At a recent meeting, there was an interesting discussion on the topic of wheelchairs. My own brother uses a manual wheelchair, and my mother uses a motorized one, so this topic is of particular interest to me.
The current design of wheelchairs remains fairly unsophisticated. The motorized ones are basically a sort of low speed go-kart. The manual ones probably haven't changed much over the past century. Given the ramp-up in maker technology and inexpensive electronics and sensors, surely there are various ways to improve the experience of wheelchair users.
Let's consider some challenges a typical wheelchair user might experience:
The standard joystick-type controller seems intuitive for moving in different directions. However, those with hand strength issues or certain neurological conditions might have difficulty with fine course adjustments.
Add to this the challenge of navigating through narrow doorways or around obstacles. Especially with motorized chairs, it's just too easy to accidentally graze a door frame, or leave an occasional divot in the wall when backing or turning.
The cost of motorized wheelchairs can sometimes be comparable to that of an automobile. What if it were possible to retrofit existing manual wheelchairs with compact motors and batteries, for relatively short distances? Advances such as supercapacitors could make this a practical reality.
So, how to address these challenges? Here are a few ideas I've come up with so far:
The joystick-type directional controller is not remarkably different from any other kind of user interface, such as a mouse.
What about using a mouse touchpad as a wheelchair controller? Alternatively, there are low-cost magnetometers which can sense the angle of a nearby magnet, perhaps embedded in a ring, to provide directional input without the need for gripping force. The maneuvering sensitivity could be adjusted automatically based on motor speed - for example, it might be helpful to reduce sensitivity at higher speeds in order to prevent oversteering.
Most makers have seen the inexpensive ultrasonic sensors used for detecting obstacles. Recently I came across a wearable device which blind persons could use to detect obstacles in their path. These sensors could also be used as proximity sensors when backing up in a wheel chair, with perhaps one at each corner, angled outward, with one in the middle facing straight back. These sensors apparently only gave an angular detection range of about 15 degrees, so multiple sensors might be needed for practical use. Fortunately, these sensors only cost about two dollars apiece, so incorporating an array of these would not be too expensive. They could be inset into the frame of the chair, for example.
Alternatively, computer vision software such as the Open Source "OpenCV" can run on mobile Linux platforms such as the Raspberry Pi. This is much more programming than with sonar devices, but could potentially become much more flexible.
For example, a pair of cameras could provide distance cues based on stereoscopic scene analysis over a wide angle.
The Xbox Kinect uses a pattern of projected dots to calculate distances and movement. There is a developer kit to use a Kinect with a PC. This method could make use of a Windows-based tablet computer to assist in sensing hidden obstacles, or even for vision impaired persons.

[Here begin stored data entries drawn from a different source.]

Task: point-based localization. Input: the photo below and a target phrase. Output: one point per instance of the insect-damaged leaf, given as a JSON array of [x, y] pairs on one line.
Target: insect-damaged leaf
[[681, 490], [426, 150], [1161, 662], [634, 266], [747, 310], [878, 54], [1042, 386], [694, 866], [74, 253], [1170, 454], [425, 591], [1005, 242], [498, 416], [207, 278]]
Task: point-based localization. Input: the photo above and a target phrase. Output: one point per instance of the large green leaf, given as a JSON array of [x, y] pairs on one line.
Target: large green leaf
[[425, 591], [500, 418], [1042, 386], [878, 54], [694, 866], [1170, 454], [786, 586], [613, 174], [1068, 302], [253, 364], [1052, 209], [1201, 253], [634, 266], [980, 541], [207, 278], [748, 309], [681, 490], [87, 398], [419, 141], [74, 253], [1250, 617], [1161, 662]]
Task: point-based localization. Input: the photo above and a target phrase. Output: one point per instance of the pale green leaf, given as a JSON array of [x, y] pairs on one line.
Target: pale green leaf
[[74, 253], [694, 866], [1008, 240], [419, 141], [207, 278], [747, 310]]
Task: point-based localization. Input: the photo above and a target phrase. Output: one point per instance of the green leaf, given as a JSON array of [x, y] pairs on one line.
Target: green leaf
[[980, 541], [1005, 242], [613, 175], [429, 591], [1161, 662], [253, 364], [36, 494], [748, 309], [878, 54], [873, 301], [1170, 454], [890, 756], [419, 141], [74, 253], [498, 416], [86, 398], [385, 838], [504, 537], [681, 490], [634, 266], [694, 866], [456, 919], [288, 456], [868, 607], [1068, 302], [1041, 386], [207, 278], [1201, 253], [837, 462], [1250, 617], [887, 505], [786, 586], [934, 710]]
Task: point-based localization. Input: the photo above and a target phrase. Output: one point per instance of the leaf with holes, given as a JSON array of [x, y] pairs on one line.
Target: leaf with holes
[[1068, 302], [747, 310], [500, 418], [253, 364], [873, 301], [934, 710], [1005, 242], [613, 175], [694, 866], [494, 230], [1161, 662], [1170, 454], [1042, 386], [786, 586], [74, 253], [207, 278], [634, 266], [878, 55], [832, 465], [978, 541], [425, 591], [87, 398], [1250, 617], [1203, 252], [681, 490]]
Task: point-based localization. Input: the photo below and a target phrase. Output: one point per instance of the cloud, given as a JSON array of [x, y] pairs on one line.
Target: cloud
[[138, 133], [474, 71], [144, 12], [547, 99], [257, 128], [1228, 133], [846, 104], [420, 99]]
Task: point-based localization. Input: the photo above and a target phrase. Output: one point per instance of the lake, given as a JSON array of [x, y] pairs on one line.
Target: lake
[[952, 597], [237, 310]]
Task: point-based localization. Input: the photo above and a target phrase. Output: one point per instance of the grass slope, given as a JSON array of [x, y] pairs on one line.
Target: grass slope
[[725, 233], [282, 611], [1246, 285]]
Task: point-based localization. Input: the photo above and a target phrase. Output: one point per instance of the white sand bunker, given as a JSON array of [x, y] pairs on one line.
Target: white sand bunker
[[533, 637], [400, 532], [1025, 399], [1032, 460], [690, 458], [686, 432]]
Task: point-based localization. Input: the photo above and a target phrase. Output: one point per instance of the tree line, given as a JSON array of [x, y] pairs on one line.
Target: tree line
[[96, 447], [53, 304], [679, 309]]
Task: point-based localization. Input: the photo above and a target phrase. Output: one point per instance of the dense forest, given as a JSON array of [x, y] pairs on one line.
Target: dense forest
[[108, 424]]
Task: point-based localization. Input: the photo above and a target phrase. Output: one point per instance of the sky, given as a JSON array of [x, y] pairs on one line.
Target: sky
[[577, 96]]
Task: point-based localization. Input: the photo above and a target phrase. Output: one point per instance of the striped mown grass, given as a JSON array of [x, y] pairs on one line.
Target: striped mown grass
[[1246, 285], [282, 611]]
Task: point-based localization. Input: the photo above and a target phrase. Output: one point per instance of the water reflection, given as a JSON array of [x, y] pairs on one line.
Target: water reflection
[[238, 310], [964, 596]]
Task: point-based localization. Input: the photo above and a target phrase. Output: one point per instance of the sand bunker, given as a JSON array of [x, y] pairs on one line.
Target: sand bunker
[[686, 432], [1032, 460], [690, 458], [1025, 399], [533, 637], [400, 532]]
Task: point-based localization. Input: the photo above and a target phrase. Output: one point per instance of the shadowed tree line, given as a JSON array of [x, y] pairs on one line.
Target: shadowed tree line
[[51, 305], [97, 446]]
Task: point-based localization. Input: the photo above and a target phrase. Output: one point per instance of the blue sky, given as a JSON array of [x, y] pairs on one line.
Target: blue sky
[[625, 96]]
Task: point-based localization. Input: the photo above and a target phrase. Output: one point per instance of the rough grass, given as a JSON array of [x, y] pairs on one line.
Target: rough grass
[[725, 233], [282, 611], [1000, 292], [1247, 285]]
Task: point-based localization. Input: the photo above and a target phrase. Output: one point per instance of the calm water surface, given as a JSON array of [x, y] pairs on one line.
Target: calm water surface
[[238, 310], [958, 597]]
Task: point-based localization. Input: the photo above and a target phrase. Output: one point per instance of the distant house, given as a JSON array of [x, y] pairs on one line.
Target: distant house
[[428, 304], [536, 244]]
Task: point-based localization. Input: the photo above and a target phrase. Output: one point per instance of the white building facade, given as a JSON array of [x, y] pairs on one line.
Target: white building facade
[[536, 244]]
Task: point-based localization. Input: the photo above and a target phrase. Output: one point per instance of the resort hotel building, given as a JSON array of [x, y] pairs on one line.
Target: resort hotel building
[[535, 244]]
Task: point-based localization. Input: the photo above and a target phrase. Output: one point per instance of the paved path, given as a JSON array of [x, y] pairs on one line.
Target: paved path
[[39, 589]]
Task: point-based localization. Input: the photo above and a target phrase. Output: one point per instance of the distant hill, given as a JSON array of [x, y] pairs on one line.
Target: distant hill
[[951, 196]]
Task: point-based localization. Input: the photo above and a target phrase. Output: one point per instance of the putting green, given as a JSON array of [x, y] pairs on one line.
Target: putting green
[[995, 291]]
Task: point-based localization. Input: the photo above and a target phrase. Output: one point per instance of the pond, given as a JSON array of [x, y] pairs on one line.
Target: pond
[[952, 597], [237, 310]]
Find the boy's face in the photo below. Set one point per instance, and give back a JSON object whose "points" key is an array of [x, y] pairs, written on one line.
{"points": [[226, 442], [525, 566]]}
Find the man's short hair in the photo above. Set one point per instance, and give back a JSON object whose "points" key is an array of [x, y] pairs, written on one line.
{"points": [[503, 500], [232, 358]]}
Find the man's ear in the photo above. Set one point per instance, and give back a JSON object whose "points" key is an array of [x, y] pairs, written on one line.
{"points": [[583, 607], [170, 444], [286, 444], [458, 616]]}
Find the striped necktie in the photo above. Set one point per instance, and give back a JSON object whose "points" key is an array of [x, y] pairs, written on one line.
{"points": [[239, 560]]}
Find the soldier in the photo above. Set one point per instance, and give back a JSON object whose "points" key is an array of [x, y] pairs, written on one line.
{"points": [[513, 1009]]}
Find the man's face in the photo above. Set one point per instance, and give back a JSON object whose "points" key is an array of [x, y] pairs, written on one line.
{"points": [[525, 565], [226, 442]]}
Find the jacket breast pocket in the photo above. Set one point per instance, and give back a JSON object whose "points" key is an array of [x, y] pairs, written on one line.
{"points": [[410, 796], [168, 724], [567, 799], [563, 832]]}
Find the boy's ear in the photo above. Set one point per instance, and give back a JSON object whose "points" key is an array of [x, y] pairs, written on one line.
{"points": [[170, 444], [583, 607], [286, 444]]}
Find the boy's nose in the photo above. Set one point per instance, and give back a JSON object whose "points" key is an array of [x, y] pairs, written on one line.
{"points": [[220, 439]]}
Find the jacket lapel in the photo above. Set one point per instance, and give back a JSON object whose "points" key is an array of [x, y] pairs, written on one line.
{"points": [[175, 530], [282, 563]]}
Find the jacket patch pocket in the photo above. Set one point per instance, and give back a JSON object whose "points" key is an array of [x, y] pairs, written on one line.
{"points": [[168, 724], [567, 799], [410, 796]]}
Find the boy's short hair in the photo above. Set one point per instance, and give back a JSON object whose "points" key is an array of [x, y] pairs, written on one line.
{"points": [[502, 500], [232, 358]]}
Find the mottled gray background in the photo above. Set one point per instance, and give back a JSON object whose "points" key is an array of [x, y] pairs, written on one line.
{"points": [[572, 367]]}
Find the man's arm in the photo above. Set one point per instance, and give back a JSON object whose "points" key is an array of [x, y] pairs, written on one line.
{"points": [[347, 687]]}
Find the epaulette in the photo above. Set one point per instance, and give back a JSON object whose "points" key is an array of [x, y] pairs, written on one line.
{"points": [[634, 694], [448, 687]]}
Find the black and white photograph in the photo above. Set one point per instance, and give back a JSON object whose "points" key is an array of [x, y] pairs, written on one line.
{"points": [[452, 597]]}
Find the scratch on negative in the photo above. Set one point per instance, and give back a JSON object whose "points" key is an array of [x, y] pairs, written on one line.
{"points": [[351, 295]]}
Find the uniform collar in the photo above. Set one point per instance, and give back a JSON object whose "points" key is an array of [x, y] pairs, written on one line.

The Leap Motion controller is a novel device that can detect fine hand movements in real time, replacing the mouse in specific situations such as gripping a virtual object in Augmented Reality. This technology might be adaptable to provide detailed proximity sensing as well, via the Leap Motion API.
Approaching narrow door frames or other constrained areas can require fine hand movements, which can be challenging for some wheelchair users. Perhaps we can borrow a few ideas from aircraft carrier landing systems!
As I recall from reading somewhere, aircraft carrier pilots use radar or similar technology to guide the aircraft to a safe landing under various conditions. We probably don't require that level of complexity to navigate at low speeds in close quarters. For example, a pair of ultrasonic sensors (as described above) could be used to monitor clearances ahead and slightly to each side when approaching a doorway.
If the distances remain close to equal during the approach, the the chair is centered between the door posts. If a significant difference is detected, then the user could receive some form of feedback to make the necessary steering correction. It may even be possible to kick in automatic feedback to adjust motor speeds as needed to remain centered.
On the subject of instant user feedback, existing visual or auditory signals have their drawbacks. Users should not have to keep looking at a screen while trying to maneuver. Audio feedback might be a better solution, although speakers or earphones can become annoying or interfere with normal spoken communication.
Since the user is already seated, an array of cellphone vibration buzzers may be incorporated into the backrest. The position of these devices can provide discreet situational feedback based on buzz pulse frequency and/or intensity, without interfering with vision or hearing. Even Helen Keller could have used that!